Tension between the Hungarian government and the National Bank has flared up again

The tension between the government and the National Bank of Hungary (Magyar Nemzeti Bank, MNB) has flared up again, this time about the Hungarian competitiveness strategy.
As Portfolio reports, the Minister of Economic Development, Márton Nagy, attacked the Hungarian National Bank, citing the fact that, according to his claim, the management of the MNB did not send any professional feedback on the competitiveness strategy drawn up by the ministry, which the government had already accepted in the meantime, but issued a statement criticising it instead.
Disagreement between government and central bank goes back a long way

The news that the ice has broken between György Matolcsy, president of the Hungarian National Bank, and Minister of Economic Development, Márton Nagy, came in April, as the two met for a professional consultation, which suggested an improvement in their relationship.
According to Index, in mid-April, the Ministry of National Economy presented the government’s new competitiveness strategy to György Matolcsy. Since then, neither Matolcsy nor the experts of the MNB have sought out the Minister of National Economy or the staff to formally or informally agree on the strategy.
The public could see that the cooperation between the two institutions was going smoothly, thus, the criticism of the central bank, which was published on 13 May, directed publicly against the Ministry of National Economy and therefore the government, came out of the blue.
The two leaders haven’t had a good relationship in the past, with the fact that their conflict was partly professional and partly personal. A good example of the latter is that at the end of February, György Matolcsy described Márton Nagy as someone who has launched attacks against the Hungarian National Bank. To this, the Minister of Economic Development simply said, “Thank God, Matolcsy is no longer my boss.”

As Index reported, in April’s meeting, the leaders agreed that in addition to the professional cooperation between the two institutions, they would also hold further discussions on strategic issues in the future.
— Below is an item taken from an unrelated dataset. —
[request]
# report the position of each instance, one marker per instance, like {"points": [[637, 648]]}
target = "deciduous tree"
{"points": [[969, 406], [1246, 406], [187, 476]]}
As Nagy stated, people had a right to believe that the relationship between the bank and the Ministry of National Economy had been consolidated and that experts were discussing their professional differences in the background, supported by arguments.
“This behaviour basically means that the Hungarian National Bank is unable to cooperate with anybody so they are making announcements in the media. I served at the central bank for seven years alongside the president and for a total of eighteen years. We think that the prevailing tone used these days is unworthy of the institution. The bank’s management must be responsible for this,” he added.
The minister did not comment on the criticism made in detail, but at the same time, based on discussions with the ministry’s staff, it can be stated that the tone was the strangest part of the criticism, as the Bank’s analysts admitted that 80 percent of the proposals matched the proposals made by the bank’s experts previously.
Thoughts on the new strategy
Index lists some of the most important feedback made by experts on the new strategy. One includes that the government’s competitiveness strategy might not be as radical as it seems, as its aim is not to change the economic policy, only to make some improvements to it.
MNB states that the decisive factor in reaching the goals is not the quantity of investments, but rather its quality structure. Due to the low proportion of smart investments, the structure of investments is not in line with the competitiveness goals appearing in the strategy. A large-scale increase in exports in the production structure of the Hungarian economy entails a similar increase in imports. Instead of increasing the volume of exports, it is worth prioritising the increase of Hungarian added value, they suggest.